Trust is such a big part of a healthy culture.

We had a conversation not too long ago. We’re big on trying to thwart cyber issues. We had a big quarterly meeting with my cybersecurity team. Email phishing is a concern. One of the things that we were talking about is, “For the call center, for example, who maybe doesn’t need access to email as much as other people in the organization, can we shut down that so that there are no issues from a cybersecurity standpoint?”

My perspective was, “We could, but what message are we sending to those team members? We’re sending the message that we don’t trust them. Yet, we trust everybody else. Can’t we continue down the path of education and adjusting behavior rather than saying, ‘We don’t trust you. You’re children. We’re going to put you in the playpen over there to keep you out of trouble.’”

At the same time, they’re your customer service representatives. They have more contact with your customers on a day-to-day basis than probably anybody else in the organization. They’re in touch with more customers more frequently than anybody else. Often, it’s because of their educational attainment, their hierarchy in the organization, and many other factors that they may be held at a lower level of trust or a lower level of esteem in the organization.

I love that you said, “No. Could we do that? We could do that, but what would be the impact on those team members? What would be the story that their brain is going to make up?” The story our brain makes up is never rainbows and unicorns. The story our brain makes up is always, “There’s a problem. I’m a problem. I’m in trouble,” because that’s how our brain is wired to try and keep us safe.

They’re going to assume, “The organization doesn’t trust me. They don’t trust me because I’m not worthy of trust.” It always comes back to, “What’s the problem with me?” We’re all the stars of our own television show. If we’re not the star and we’re playing the “best friend” in the story of our own life, there’s a problem! We’re all the center of our own universe, so it’s always going to come back to, “I’m a problem. I am untrustworthy.”

Nobody’s going to do their best work when they’re feeling like they’re a problem and they can’t be trusted. Mischief is going to happen in their brains. They’re going to think – unconsciously – “If they don’t trust me, then I’m going to prove them right.” They are going to tell information about the company that could be detrimental or other things.

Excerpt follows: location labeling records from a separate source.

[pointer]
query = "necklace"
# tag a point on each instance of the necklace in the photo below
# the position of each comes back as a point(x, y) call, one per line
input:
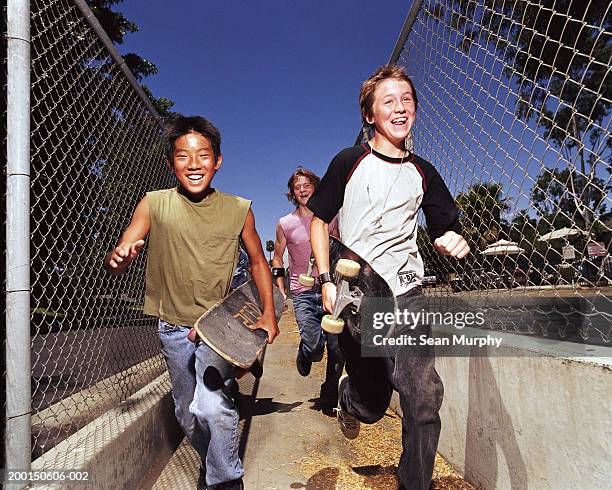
point(377, 222)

Whether it’s a marriage, a family, or a work relationship, trust is what holds it all together. We take that very seriously. When some of the things that you talk about are true in some organizations where they look at those frontline teams and think differently of them, I remind people that because of that impact that they have with the customer with those 10, 20, or 30 touchpoints with customers every day, we’re all here to support them.

Trust holds any relationship together, whether it's a marriage, family, or work relationship. Share on X

When it comes to the operational leaders, the HR team, and the executive team, we’re all here to support them to make sure that they get it right and deliver what we need to our clients’ customers. I’ll remind people of that regularly because that is, in our automotive industry, where the rubber hits the road. It’s where we are able to make a difference and keep our clients and their customers happy.

Closing

This has been a delight, and I so appreciate your sharing your stories from the trenches with the culture that you are creating at Xperigo and with the trust that you’re putting in your team. Many organizations say, “People are our most important asset. We’re a people-first organization.” You guys really are. You put your money where your mouth is.  You are creating what’s known as psychological safety in the workplace, where people can ask questions and raise concerns without fear of reprisals.

You make the investment in time, which is one of our biggest finite resources. You make a huge investment in your time to have your people feel really connected not only to you but to the work of the organization and what it is that you are about creating. Thank you so much for your wisdom, your insights, your transparency, and who you are.

I’m happy to have done it. Thanks very much for having me.